Ho partecipato lietamente ieri sera a un incontro con i musulmani, viventi in Italia. Vi si è trattato della laicità dello stato e del rapporto tra i fedeli musulmani e cristiani con la costituzione italiana. È stato presentato anche il bisogno di essere riconosciuto l’Islam in quanto religione.

Io da molto tempo distinguo fede (credenti) da religione (istituzione). In quanto credenti si dà una analogia di fondo a ogni spiritualità, comunque espressa. In quanto “religiosi”  (appartenenti a una comunità) notiamo grandi differenza. La fede unifica, le religioni dividono.

Mi soffermo ora su un particolare alquanto scottante emerso ieri sera: il riconoscimento da parte dello “Stato” (laico per natura e per definizione) di ogni religione, principalmente dell’Islam in quanto religione, poiché il problema del rispetto della fede di ogni persona non è in discussione: il livello è sociale, non personale.

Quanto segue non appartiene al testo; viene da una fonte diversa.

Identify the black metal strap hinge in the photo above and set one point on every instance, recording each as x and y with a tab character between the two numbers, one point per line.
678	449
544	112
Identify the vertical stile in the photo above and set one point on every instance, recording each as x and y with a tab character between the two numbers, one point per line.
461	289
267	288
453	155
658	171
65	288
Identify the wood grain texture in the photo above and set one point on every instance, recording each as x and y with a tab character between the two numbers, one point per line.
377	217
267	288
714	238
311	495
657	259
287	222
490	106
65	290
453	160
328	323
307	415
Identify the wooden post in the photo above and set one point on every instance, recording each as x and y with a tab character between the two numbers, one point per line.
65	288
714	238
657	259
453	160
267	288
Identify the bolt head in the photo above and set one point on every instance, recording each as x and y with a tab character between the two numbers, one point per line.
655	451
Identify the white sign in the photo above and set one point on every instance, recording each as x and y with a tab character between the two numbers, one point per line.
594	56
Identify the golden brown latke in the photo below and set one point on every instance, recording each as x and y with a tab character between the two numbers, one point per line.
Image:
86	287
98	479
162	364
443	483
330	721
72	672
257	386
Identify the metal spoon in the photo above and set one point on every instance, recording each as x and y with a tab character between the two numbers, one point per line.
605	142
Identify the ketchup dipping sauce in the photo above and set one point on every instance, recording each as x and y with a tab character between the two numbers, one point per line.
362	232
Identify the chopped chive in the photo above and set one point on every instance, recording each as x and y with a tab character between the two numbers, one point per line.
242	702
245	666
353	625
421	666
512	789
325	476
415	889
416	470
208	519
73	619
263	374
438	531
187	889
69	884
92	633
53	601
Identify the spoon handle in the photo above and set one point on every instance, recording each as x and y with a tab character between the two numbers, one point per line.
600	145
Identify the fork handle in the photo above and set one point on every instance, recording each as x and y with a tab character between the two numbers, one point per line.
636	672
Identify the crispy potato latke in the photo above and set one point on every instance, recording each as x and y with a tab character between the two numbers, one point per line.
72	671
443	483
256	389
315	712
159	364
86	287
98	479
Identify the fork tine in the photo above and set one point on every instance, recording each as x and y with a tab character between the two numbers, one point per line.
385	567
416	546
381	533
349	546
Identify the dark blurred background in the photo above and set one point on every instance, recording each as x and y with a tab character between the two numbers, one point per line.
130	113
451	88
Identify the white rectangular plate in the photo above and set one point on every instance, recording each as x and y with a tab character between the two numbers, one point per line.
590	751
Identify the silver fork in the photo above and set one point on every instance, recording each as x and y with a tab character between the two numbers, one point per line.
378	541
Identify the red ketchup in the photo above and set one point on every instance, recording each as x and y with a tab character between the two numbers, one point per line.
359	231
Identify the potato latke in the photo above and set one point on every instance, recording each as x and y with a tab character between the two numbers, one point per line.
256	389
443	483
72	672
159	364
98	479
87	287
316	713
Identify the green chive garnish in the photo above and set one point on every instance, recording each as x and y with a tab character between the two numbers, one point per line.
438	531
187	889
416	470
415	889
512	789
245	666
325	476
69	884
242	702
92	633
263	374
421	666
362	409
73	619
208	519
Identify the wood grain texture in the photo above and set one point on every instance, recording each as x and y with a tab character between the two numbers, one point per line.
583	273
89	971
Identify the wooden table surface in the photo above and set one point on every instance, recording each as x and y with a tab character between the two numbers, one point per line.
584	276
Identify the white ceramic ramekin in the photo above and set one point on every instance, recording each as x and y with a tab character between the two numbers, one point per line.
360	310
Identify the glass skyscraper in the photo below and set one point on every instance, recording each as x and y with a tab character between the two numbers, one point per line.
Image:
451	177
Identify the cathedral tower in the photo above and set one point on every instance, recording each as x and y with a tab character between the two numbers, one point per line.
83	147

Allora mi sono detto: però non ho domandato a me e ai presenti questo: “Chiedo allo Stato il riconoscimento della religione, in quanto io sono cristiano o musulmano, oppure in quanto sono italiano?”.

La differenza non è una quisquilia accademica. Se infatti chiedo in quanto musulmano, chiedo una concessione dallo stato. Se chiedo in quanto italiano, allora esigo un diritto.

Nel primo caso mi pongo di fronte allo stato. Nel secondo sono nello stato, non ospite, ma integrato. Nel primo caso può essere accordato, nel secondo deve essere accordato.

Alla base credo necessiti una chiarificazione: mi sento prestato all’Italia, oppure mi sento davvero italiano? Questa domanda sull’atteggiamento di fondo riguarda ogni fede diventata religione.

La risposta può giungere anche da un minuscolo test: “Sento davvero miei l’inno di Mameli e il tricolore? Sono essi autentici miei simboli civici?”.